Incluso
antes de que cayeran las comunicaciones, la desesperada situación entre los
supervivientes que intentaban encontrar alimentos y sitios seguros, se estaba
traduciendo en continuos altercados violentos. Eso me provocaba aún más pavor
que los diabólicos insectos, pero quién soy yo para juzgarlos, se trataba de
sobrevivir y por eso salía de casa en contadas ocasiones para pertrecharme de
lo estrictamente necesario y dosificar los víveres durante el mayor tiempo
posible.
Comencé
el día de mi nueva vida después de una noche en la que había pasado más tiempo
despierto que dormido. Mi cuerpo era ya una enorme roncha que desfigura toda
forma anterior a la llegada de los insectos. Cada mañana al despertar, me dedicaba
a matar y barrer los bichos que se habían colado en casa, quién sabe por dónde,
pero esa mañana fue diferente. Maté a los que me molestaron, pero se quedaron
en el suelo.
Con
la mochila preparada, mi inseparable raqueta y el estrambótico traje de
protección de abejas que había reforzado de forma artesanal, salí a la calle
sin tener muy claro el rumbo a seguir. En un principio me había planteado
intentar subir a la montaña, que aún conservaba nieve. Albergaba la esperanza
de que allí no hubiera ningún insecto, pero, aunque así hubiese sido, de nada
me habría servido no morir por el veneno de sus picaduras si iba a morir de
hambre o frío, así que, cogí buen ritmo y me dirigí a la salida oeste.
En
poco más de una hora de caminata, dejé atrás la ciudad en la que había pasado
toda la vida. Allí ya no había familia, ni amigos, ni siquiera buenos recuerdos,
incluso dejé a Phillips, mi apellido y por quién era conocido. Hacía mucho
tiempo que no lo escuchaba pronunciar por nadie. Lo único que quería, era
alejarme del horror, quizá para adentrarme en otro, pero tenía que intentarlo.
El
camino no fue sencillo. Con la raqueta fui matando y espantando bichos todo el
tiempo, pero mis fatigados brazos me dolían y pesaban por la sobrecarga. En
algunos tramos tuve que subir montículos de bichos muertos que se habían ido
amontonando en mitad de la carretera formando espectaculares barricadas.
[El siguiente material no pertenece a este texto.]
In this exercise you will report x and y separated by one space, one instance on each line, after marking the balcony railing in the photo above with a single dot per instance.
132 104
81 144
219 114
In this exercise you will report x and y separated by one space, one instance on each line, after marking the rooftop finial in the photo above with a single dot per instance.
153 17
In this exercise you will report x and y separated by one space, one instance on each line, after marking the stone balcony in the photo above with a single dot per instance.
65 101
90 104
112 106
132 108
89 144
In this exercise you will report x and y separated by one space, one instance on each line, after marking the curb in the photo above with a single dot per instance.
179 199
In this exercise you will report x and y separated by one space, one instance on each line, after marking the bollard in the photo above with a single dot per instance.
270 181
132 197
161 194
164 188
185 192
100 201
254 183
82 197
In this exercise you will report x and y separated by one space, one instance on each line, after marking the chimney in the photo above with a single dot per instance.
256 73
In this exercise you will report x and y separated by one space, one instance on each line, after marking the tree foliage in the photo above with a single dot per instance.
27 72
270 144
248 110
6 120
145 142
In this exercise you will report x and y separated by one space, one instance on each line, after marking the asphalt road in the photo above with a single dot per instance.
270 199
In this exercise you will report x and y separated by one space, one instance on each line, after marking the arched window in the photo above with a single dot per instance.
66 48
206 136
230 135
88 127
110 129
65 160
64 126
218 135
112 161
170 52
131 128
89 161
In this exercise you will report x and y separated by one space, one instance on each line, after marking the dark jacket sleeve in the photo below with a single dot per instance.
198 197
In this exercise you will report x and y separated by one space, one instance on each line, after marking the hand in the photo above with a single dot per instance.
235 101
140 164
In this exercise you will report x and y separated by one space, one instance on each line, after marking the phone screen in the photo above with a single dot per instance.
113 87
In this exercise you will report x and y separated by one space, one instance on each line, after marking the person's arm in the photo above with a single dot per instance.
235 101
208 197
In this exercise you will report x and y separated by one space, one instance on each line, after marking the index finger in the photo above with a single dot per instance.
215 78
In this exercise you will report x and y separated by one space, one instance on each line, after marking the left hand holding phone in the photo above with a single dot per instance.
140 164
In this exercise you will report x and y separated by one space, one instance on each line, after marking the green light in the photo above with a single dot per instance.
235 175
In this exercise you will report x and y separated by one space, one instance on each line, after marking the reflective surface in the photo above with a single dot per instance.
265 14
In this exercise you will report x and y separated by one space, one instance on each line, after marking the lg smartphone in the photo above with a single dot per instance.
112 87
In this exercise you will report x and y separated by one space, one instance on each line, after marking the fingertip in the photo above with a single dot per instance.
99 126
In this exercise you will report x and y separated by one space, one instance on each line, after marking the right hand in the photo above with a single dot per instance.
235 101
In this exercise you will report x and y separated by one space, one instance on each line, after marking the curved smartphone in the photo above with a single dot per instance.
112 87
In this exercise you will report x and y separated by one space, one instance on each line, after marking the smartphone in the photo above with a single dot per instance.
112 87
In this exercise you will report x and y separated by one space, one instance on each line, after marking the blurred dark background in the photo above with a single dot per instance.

El
olor era vomitivo y el sonido al pisar esa masa crujiente y viscosa en
descomposición, era repugnante. Mis pies se adherían a un suelo que me agarraba,
y cada paso era más penoso que el anterior. Mi cerebro empezó a jugarme malas
pasadas, y por el agotamiento y la inhalación de los restos podridos, en algún momento
llegué a creer que mis botas hacían una especie de efecto ventosa y se
atrapaban en la masa, sacando los pies descalzos. Por suerte no ocurrió, aunque
sí caí en un par de ocasiones embadurnándome casi todo el traje.